Inizia la resa dei conti interna dopo il voto del 23-26 maggio. E Vienna miete la prima vittima

Il primo a pagare pegno dopo le europee è stato Sebastian Kurz. Il giovane cancelliere austriaco, uscito solidamente in sella al governo del paese con il 34,90 per cento di consensi in queste elezioni (oltre sei punti in più rispetto alla tornata europea del 2014 e almeno tre rispetto alle ultime politiche del 2017), è caduto poche ore dopo la fine dello spoglio delle schede, vittima dell’ ormai ex fuoco amico. Si tratta della prima volta nella storia repubblicana dell'Austria.

Contro Kurz, una mozione di sfiducia dell'opposizione.
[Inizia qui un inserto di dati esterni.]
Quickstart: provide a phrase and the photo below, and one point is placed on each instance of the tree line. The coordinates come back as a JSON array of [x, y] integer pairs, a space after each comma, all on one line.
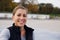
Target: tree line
[[42, 8]]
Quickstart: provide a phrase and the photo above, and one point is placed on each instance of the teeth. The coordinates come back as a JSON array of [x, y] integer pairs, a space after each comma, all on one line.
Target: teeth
[[21, 21]]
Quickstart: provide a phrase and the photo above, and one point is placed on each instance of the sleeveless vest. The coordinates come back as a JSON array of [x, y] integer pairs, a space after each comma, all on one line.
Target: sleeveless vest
[[15, 33]]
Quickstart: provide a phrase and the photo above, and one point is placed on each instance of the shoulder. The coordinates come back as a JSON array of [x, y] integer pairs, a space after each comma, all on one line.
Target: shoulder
[[5, 34], [28, 28]]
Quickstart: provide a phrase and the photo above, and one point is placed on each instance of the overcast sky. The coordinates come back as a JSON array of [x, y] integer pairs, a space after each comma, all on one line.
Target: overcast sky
[[56, 3]]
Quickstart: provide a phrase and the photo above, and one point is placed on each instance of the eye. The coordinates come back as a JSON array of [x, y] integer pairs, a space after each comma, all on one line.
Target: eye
[[24, 15], [19, 15]]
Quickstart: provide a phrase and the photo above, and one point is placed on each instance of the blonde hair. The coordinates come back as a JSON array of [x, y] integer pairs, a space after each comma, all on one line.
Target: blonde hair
[[19, 7]]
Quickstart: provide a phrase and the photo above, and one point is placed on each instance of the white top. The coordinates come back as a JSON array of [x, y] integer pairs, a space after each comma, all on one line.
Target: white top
[[37, 35]]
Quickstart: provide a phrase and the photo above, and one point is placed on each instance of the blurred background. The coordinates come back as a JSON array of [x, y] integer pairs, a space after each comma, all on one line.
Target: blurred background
[[44, 15]]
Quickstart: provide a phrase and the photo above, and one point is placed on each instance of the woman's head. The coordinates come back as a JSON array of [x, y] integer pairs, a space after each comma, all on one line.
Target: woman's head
[[20, 15]]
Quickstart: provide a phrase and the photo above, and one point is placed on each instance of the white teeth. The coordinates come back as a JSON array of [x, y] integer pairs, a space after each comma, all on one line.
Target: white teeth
[[21, 21]]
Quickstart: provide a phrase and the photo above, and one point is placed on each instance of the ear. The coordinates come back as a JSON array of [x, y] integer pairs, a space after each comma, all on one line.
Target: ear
[[12, 17]]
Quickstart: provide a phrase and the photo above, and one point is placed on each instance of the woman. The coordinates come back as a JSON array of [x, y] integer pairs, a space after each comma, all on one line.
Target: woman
[[19, 30]]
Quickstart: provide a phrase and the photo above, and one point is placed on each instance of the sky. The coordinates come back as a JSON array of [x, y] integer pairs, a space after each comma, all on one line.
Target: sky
[[56, 3]]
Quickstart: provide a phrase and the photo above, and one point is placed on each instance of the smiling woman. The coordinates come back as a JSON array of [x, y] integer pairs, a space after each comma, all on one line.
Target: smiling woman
[[19, 29]]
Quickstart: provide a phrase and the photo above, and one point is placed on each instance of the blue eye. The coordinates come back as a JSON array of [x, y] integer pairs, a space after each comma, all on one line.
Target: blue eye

Già a scrutini ancora in corso Norbert Hofer, divenuto leader ad interim del Freiheitliche Partei Österreichs in seguito alle dimissioni del collega di partito nonché vicepremier di governo Heinz-Christian Strache, aveva annunciato il sostegno del suo schieramento alla mozione di sfiducia contro l'esecutivo in carica presentata dall'opposizione della SPÖ. E ora è crisi anticipata.
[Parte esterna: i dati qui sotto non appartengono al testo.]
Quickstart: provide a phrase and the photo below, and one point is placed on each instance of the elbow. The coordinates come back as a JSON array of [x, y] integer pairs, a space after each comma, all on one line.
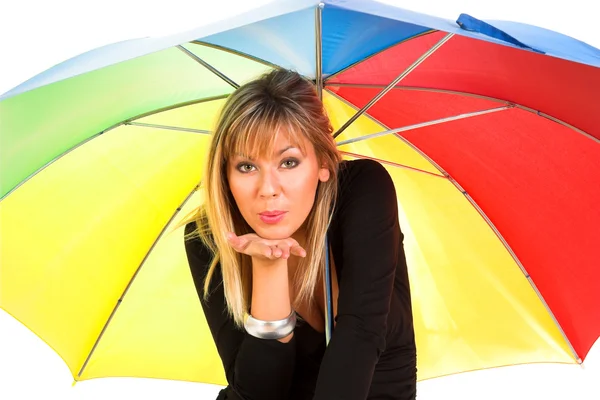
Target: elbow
[[369, 332]]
Appena due settimane fa l'ultradestra austriaca, travolta dallo scandalo Ibiza-gate che ha visto coinvolto Strache in una vicenda di corruzione con una sedicente nipote di un magnate russo, aveva fatto un passo indietro, facendo ritirare tutti i suoi uomini nel governo. Il trentunenne Kurz aveva reagito convocando nuove elezioni a settembre. Ma non è riuscito ad arrivarci, nonostante le urne di domenica 26 maggio abbiano punito gli altri partiti: la FPÖ ha preso solo il 17,20 per cento di voti rispetto al 25,9 delle politiche di ottobre 2017 e la SPÖ, con il 23,4 per cento, è arretrata di oltre tre punti. Mentre i Verdi, con il 14 per cento hanno ottenuto una buona prestazione anche a Vienna. Così, forse guardando anche in questa direzione, la guida del Sozialdemokratische Partei Österreich Pamela Rendi-Wagner ha incalzato e fatto cadere Kurz, reo di non aver trovato una soluzione stabile per il dopo FPÖ.

With or without you. Regno Unito sull'orlo di una «hard Brexit».

Terremoto anche a Londra, dove Theresa May aveva già annunciato le sue dimissioni all'indomani delle europee tenutesi giovedì 23 maggio. La premier britannica è reduce dalla più sonora batosta elettorale in seguito alla disastrosa gestione della Brexit. I Tories al governo sono drammaticamente sprofondati al quinto posto, con appena l'8,68 per cento di consensi rispetto al 42,3 delle ultime politiche di giugno 2017: il peggior risultato di sempre. Male anche l'opposizione laburista di Jeremy Corbyn, che invece di capitalizzare il suo ruolo ha troppo a lungo ondeggiato fra pro e contro la Brexit, crollando al 14,08 per cento (era al 40 per cento due anni fa), solo una spanna sopra il Green Party (anche fra i britannici l'onda verde coagula l'11,10 per cento di elettori).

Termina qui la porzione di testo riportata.